Among our key event takeaways:
- Panelists discussed how the U.S. rail network continues to fall short on volume expectations, though modest top-line growth is coming from pricing. Intermodal pricing, however, is seeing significant pressure compared to the rest of the business units, though inflationary pressures are easing. The U.S. Class I’s appear to be improving their service quality, and the newly combined Canadian Pacific Kansas City should “shake things up” with early but positive signs. Expectations for a normal peak season were mixed, with one panelist suggesting an early peak season while another suggested a normalization not occurring until Chinese New Year in 2024.
- Panelists concurred that rail service, though improved compared to last year and moving in the right direction, remains poor by pre-pandemic standards across the network. Improvement in reported metrics were attributed primarily to lower volumes with multiple panelists noting erratic and uncommon handling of cars. While Class I’s have made progress on hiring, a significant proportion of the labor force is brand new, suggesting that genuine operational improvements are yet to be achieved. With service metrics nominally recovering at a time when freight demand outlook is soft and TL rates are low, we remain cautious on service-related benefits to rail volumes in the near term.
- According to our industry experts, domestic intermodal rates are down 10%-15% for existing customers, and as much as 25%-30% in order to win new customers. The railroads have finally been responsive to pricing (led by CSX and Norfolk Southern has now followed), which has marginally helped them, but they were slow to adjust when comparing to the more fluid trucking market. According to a panelist, large players such as J.B. Hunt have been aggressively lowering rates in certain lanes, which has made it increasingly difficult for other intermodal providers to be competitive. On the retail side, customers have slowed down quite a bit, with some green shoots within discount retail.

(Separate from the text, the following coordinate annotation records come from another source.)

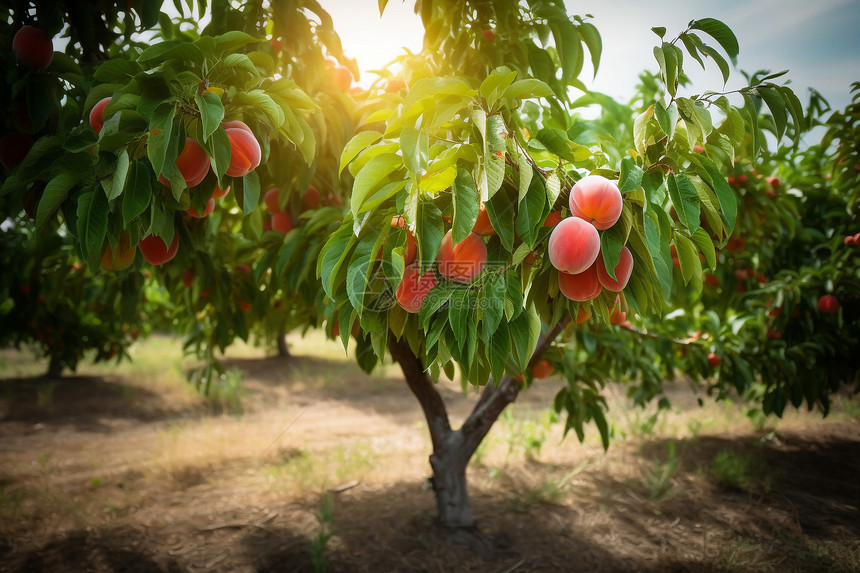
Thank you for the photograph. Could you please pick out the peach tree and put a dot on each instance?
(527, 219)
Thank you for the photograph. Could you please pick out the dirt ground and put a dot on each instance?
(325, 468)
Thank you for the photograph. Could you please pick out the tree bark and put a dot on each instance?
(452, 449)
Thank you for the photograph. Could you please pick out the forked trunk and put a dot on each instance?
(452, 449)
(452, 496)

- The rail equipment market remains tight with a participant from a large railcar manufacturer noting that the Class I’s are still unable to fully meet their equipment needs. High scrap prices resulted in significant reductions in covered hopper and mill gondola fleets, which now need to be replaced with new cars. Lease rates for covered gondolas are reportedly two-to-three-times higher than pre-pandemic levels. The participant highlighted that labor and parts inflation continues. Supply of railcars in the network is also potentially imperiled by nationalization fears in Mexico where approximately 70% of new cars are manufactured. Continued near-term tightness is expected in this market.